The latter report specifically discusses Presidential Inaugurations, and with the Inauguration of President Obama in 2009, for the first time the Federal Government made some funds available to local jurisdictions for costs, including transit-related, incurred as a result of supporting the event. From the report:

For example, Congress allocated funding to state and local agencies in Virginia following the 56th Presidential Inauguration of Barack Obama, for security (police, fire), transportation (transit buses), and other services (environmental services, parks and cultural resources, and human services). In the event that Congress appropriates funds to reimburse agencies for their NSSE costs, detailed documentation of that cost data will be necessary. The January 20, 2009, inauguration of President Barack Obama used NSSE funding of $15 million for “emergency planning and security costs.”

Additionally, for the same inauguration, then President George W. Bush declared a state of emergency for the District of Columbia, which authorized the federal government to reimburse the District for emergency preparedness activities and expenditures that exceeded $15 million.

BUT, the report does not suggest as an option, providing free transit as a way to speed throughput and manage crowds.

MWCOG after action report

Although the report did mention that some stations closed the entryways due to platform overcrowding, the report didn't significantly review WMATA experiences as reported in the media and comments on articles in social media.  The report doesn't state that at some stations operators opened the faregates to reduce overcrowding as the lines bunched up, and it didn't identify systematically various chokepoints and bottlenecks within transit system processes including those listed above.

And while the report didn't comment on general throughput issues with regard to WMATA inside stations and buses, it does suggest not charging for parking at transit stations, as a way to increase station throughput and to reduce traffic congestion waiting to get through the entry gates.  (On special event days, it would be useful to have signage providing real-time data on parking space availability.)


Don't charge for transit on the day of the Presidential Inauguration, let there be free transit for the day.

Still charge for parking at transit stations, as free parking would just fill up fast anyway and more quickly (witness what happened at stations near the Redskins Stadium before WMATA started charging for weekend parking at those stations).  But plan to manage the road congestion and somehow provide some real-time information about parking availability at those stations.

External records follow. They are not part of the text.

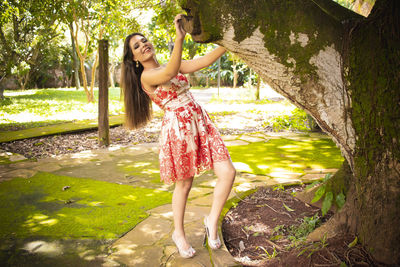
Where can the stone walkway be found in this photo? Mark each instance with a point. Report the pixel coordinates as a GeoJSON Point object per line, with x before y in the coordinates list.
{"type": "Point", "coordinates": [149, 243]}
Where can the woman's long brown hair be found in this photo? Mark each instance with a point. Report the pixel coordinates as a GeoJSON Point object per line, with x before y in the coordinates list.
{"type": "Point", "coordinates": [137, 103]}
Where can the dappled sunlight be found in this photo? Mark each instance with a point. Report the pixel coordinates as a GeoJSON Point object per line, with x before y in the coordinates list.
{"type": "Point", "coordinates": [35, 221]}
{"type": "Point", "coordinates": [130, 197]}
{"type": "Point", "coordinates": [243, 187]}
{"type": "Point", "coordinates": [140, 164]}
{"type": "Point", "coordinates": [95, 203]}
{"type": "Point", "coordinates": [49, 222]}
{"type": "Point", "coordinates": [242, 166]}
{"type": "Point", "coordinates": [84, 155]}
{"type": "Point", "coordinates": [53, 248]}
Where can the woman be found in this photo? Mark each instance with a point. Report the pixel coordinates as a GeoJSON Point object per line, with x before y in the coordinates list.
{"type": "Point", "coordinates": [189, 142]}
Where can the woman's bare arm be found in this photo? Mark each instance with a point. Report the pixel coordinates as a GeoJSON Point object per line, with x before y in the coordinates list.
{"type": "Point", "coordinates": [162, 75]}
{"type": "Point", "coordinates": [188, 66]}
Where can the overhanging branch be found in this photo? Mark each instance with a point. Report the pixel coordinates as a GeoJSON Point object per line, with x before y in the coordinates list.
{"type": "Point", "coordinates": [336, 11]}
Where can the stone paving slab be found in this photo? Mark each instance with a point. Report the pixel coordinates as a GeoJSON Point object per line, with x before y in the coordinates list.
{"type": "Point", "coordinates": [149, 243]}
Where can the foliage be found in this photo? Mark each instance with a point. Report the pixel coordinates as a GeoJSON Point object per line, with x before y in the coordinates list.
{"type": "Point", "coordinates": [26, 29]}
{"type": "Point", "coordinates": [327, 195]}
{"type": "Point", "coordinates": [297, 234]}
{"type": "Point", "coordinates": [67, 207]}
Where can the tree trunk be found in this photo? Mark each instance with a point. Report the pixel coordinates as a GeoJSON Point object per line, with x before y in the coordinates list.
{"type": "Point", "coordinates": [258, 87]}
{"type": "Point", "coordinates": [111, 74]}
{"type": "Point", "coordinates": [343, 69]}
{"type": "Point", "coordinates": [235, 74]}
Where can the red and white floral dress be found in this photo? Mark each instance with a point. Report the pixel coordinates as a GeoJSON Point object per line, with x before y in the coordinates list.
{"type": "Point", "coordinates": [189, 141]}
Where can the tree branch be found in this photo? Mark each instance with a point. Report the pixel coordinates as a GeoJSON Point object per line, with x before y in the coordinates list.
{"type": "Point", "coordinates": [336, 11]}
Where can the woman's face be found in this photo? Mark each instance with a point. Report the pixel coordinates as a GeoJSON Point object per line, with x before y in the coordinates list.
{"type": "Point", "coordinates": [142, 49]}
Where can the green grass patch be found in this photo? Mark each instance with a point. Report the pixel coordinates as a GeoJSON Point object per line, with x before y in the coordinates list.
{"type": "Point", "coordinates": [296, 121]}
{"type": "Point", "coordinates": [87, 209]}
{"type": "Point", "coordinates": [284, 154]}
{"type": "Point", "coordinates": [40, 107]}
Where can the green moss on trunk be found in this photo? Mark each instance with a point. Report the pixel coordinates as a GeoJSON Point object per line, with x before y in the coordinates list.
{"type": "Point", "coordinates": [280, 22]}
{"type": "Point", "coordinates": [373, 62]}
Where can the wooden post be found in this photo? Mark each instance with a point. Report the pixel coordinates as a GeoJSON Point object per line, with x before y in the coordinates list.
{"type": "Point", "coordinates": [104, 136]}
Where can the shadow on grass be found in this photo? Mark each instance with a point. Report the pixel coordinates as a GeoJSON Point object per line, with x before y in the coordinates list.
{"type": "Point", "coordinates": [277, 155]}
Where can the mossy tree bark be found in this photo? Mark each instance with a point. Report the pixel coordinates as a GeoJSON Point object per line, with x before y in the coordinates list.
{"type": "Point", "coordinates": [343, 69]}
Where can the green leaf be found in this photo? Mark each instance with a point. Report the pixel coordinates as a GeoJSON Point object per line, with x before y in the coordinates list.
{"type": "Point", "coordinates": [327, 203]}
{"type": "Point", "coordinates": [352, 244]}
{"type": "Point", "coordinates": [327, 177]}
{"type": "Point", "coordinates": [312, 185]}
{"type": "Point", "coordinates": [318, 194]}
{"type": "Point", "coordinates": [287, 208]}
{"type": "Point", "coordinates": [340, 200]}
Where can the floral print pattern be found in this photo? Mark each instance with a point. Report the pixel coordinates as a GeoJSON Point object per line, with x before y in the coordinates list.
{"type": "Point", "coordinates": [189, 141]}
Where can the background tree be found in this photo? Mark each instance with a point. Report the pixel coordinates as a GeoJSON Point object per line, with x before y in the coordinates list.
{"type": "Point", "coordinates": [343, 69]}
{"type": "Point", "coordinates": [26, 30]}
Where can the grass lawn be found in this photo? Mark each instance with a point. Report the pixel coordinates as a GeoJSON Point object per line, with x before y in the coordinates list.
{"type": "Point", "coordinates": [284, 154]}
{"type": "Point", "coordinates": [93, 209]}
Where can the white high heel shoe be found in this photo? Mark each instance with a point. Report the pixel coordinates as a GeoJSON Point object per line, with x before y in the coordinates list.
{"type": "Point", "coordinates": [213, 244]}
{"type": "Point", "coordinates": [188, 253]}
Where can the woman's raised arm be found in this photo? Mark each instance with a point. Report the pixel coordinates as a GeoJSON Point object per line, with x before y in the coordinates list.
{"type": "Point", "coordinates": [159, 76]}
{"type": "Point", "coordinates": [188, 66]}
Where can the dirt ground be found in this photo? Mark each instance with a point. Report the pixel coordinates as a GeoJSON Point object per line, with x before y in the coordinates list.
{"type": "Point", "coordinates": [268, 228]}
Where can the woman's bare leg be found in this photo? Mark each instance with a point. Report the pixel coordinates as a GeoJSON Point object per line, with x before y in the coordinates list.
{"type": "Point", "coordinates": [179, 199]}
{"type": "Point", "coordinates": [225, 172]}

(Ideally, WMATA could have real-time parking availability information systems, but the reality is that except for a couple times each year, there isn't financial justification for providing this kind of system.)

It will still be crazy and congested to the point of dangerousness, but just as sometimes parking structures open the gates to prevent carbon monoxide induced deaths from overly long queues, it might make sense for local transit authorities to consider something similar.